Claro, ella también se acordó, pues acaso no ha olvidado a ninguno de sus alumnos y mucho menos a sus compañeros de todos los tiempos, los de la natación y los de voley, como cuando jugaba en el equipo de la Universidad Nacional de Córdoba. “Siempre me han preguntado cómo es que he llevado siempre bien y conservo los amigos de mi juventud aunque fueran de grupos muy diferentes. No sé la respuesta, lo único que sé es que me siento bien cada vez que me encuentro con mis amigos”.
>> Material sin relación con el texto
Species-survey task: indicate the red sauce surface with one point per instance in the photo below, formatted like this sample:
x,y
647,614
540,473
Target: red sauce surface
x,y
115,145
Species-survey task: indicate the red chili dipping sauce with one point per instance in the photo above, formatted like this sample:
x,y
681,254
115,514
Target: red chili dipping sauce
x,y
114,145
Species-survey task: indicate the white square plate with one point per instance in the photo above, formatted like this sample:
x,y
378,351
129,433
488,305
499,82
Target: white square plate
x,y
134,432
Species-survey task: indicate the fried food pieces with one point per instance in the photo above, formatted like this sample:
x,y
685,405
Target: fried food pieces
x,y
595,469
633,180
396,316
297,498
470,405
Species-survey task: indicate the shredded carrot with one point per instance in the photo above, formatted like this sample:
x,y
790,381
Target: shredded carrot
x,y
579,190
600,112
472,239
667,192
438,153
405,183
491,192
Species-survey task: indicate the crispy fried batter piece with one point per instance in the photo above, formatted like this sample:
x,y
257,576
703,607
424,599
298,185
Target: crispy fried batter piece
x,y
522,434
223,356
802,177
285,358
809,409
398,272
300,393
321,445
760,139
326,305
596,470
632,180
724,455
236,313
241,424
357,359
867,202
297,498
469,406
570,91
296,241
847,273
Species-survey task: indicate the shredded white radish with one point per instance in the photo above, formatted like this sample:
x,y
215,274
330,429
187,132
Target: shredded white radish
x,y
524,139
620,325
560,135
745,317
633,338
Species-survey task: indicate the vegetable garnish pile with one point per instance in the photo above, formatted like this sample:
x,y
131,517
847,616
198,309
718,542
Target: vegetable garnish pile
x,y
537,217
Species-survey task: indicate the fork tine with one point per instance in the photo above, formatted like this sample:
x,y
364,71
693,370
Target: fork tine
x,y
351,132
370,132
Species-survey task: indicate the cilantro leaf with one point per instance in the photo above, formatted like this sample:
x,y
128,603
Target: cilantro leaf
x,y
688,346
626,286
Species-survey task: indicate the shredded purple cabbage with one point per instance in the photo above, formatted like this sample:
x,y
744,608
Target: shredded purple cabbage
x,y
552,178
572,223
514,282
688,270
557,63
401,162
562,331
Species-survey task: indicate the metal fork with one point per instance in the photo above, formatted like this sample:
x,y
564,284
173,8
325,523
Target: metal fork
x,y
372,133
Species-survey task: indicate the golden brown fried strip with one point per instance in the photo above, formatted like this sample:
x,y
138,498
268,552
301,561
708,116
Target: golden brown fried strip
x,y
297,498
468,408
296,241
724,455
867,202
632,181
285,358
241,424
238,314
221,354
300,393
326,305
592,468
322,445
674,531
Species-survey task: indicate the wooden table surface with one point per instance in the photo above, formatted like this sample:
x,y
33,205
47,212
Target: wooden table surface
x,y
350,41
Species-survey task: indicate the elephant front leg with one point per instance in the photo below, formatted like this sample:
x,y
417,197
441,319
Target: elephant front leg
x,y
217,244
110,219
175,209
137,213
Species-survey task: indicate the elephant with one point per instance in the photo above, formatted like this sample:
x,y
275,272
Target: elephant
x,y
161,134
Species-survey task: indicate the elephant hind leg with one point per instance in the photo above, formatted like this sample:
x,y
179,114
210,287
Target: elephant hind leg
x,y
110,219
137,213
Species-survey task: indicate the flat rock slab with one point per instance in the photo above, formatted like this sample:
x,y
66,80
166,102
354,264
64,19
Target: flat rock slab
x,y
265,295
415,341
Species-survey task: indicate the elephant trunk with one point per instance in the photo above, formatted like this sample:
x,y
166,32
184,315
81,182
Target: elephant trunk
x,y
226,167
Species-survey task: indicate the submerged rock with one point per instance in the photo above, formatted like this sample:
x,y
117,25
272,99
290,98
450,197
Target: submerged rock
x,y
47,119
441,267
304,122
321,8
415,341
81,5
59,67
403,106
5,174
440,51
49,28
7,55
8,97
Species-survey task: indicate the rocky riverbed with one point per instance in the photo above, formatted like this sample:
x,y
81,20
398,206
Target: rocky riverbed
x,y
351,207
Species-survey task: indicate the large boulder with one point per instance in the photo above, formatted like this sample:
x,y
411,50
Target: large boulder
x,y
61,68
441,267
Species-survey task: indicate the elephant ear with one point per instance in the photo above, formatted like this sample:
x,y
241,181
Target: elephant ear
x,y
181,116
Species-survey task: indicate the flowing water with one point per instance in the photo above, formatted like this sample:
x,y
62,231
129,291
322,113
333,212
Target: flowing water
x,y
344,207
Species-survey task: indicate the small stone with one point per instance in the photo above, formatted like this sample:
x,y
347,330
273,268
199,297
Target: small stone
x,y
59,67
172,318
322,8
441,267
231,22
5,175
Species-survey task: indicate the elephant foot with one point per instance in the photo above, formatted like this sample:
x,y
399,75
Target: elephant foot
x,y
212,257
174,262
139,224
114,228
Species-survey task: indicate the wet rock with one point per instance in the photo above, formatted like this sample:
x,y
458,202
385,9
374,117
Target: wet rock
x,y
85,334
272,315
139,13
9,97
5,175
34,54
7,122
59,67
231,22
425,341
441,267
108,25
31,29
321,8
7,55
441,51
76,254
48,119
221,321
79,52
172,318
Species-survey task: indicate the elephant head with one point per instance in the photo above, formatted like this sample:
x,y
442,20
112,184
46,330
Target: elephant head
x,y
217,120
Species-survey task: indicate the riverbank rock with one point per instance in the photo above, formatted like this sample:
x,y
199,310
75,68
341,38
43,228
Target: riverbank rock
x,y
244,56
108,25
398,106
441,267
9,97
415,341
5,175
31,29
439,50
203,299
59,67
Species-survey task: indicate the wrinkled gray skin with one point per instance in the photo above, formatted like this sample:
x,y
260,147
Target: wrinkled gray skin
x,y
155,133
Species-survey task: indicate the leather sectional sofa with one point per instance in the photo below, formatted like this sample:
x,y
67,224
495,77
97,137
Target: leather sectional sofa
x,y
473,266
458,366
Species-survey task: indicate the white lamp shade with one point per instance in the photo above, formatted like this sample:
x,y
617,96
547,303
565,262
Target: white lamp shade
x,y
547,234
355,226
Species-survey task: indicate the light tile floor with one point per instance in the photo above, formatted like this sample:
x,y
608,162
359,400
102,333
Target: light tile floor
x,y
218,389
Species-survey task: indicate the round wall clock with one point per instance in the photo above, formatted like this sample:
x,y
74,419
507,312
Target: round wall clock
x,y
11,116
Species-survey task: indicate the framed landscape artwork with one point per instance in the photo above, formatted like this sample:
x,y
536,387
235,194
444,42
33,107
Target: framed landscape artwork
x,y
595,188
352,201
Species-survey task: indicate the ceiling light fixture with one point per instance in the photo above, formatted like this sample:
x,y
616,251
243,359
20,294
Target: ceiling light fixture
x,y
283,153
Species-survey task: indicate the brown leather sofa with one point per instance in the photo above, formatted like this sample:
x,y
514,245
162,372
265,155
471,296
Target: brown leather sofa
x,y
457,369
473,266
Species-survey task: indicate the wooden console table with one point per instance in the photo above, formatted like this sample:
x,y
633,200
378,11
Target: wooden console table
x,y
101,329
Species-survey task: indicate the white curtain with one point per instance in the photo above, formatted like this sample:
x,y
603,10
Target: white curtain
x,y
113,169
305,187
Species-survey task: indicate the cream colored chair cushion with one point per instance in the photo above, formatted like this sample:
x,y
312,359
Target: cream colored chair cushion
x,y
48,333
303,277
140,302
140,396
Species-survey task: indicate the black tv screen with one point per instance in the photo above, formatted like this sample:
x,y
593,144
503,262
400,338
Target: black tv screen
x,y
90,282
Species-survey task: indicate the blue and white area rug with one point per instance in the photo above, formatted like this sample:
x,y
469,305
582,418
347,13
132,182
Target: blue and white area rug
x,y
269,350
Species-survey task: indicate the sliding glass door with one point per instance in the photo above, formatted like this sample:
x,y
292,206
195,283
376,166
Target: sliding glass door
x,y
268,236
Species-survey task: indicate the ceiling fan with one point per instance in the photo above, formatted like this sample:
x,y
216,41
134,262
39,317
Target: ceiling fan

Pero, ¿cómo fue que aquel pequeño aprendiz la reconoció en el quiosco? Es posible que fuera por sus raros ojos de color verde coronados por una aureola azul. “Hmm, el color de mis ojos depende hasta de la ropa que llevo puesta. Mi madre dice que me parezco a mi padre, no sólo por el temperamento sino también por los ojos: los de él eran azules si el día estaba claro, y verdes, si estaba nublado”.
Perseverancia que contagia. Sigamos el rastro de los pies mojados de aquella niña que aprendió a flotar en la pileta del Jockey Club, en barrio Jardín. “Éramos muchos como para salir de vacaciones. Por eso creo que mi padre, a modo de compensación, nos mandaba a la escuela de verano del Jockey”, recuerda.
De Alto Alberdi a barrio Jardín había que tomar dos colectivos. Como siempre, se trataba de organización. Silvia estaba al mando, pero antes se decidía el reparto de los bolsos y cosas así. Iban por la mañana y volvían al atardecer; la pileta, claro era el motivo de los desvelos, lo que hacía aborrecer los días de lluvia.
“Me enseñó a nadar un profesor del Jockey, Chato Astrada, que además también me transmitió cómo enseñar. ‘El profesor tiene que estar siempre dentro del agua’, me decía. Y fue con mis hermanas más chicas con las que experimenté. Les enseñé a nadar, sí, sobre todo para poder estar un poco más libre y no tener que cuidarlas tanto si se metían en el agua”, reconoce con una risa.
En el Jockey Club fue donde vivió días luminosos a los que siempre querría volver. En plena adolescencia, fue bañera de la pileta y conducía a los niños en sus primeras flotaciones. Incluso, era convocada por algunos padres para que les enseñara a nadar a sus hijos en sus propias casas.
Cuando terminó el secundario, hizo cursos para enseñar a nadar, pero su padre estaba convencido de que sería muy escaso el dinero que obtendría en esa tarea, es decir, nada parecido a lo que le ofrecería un empleo en el banco.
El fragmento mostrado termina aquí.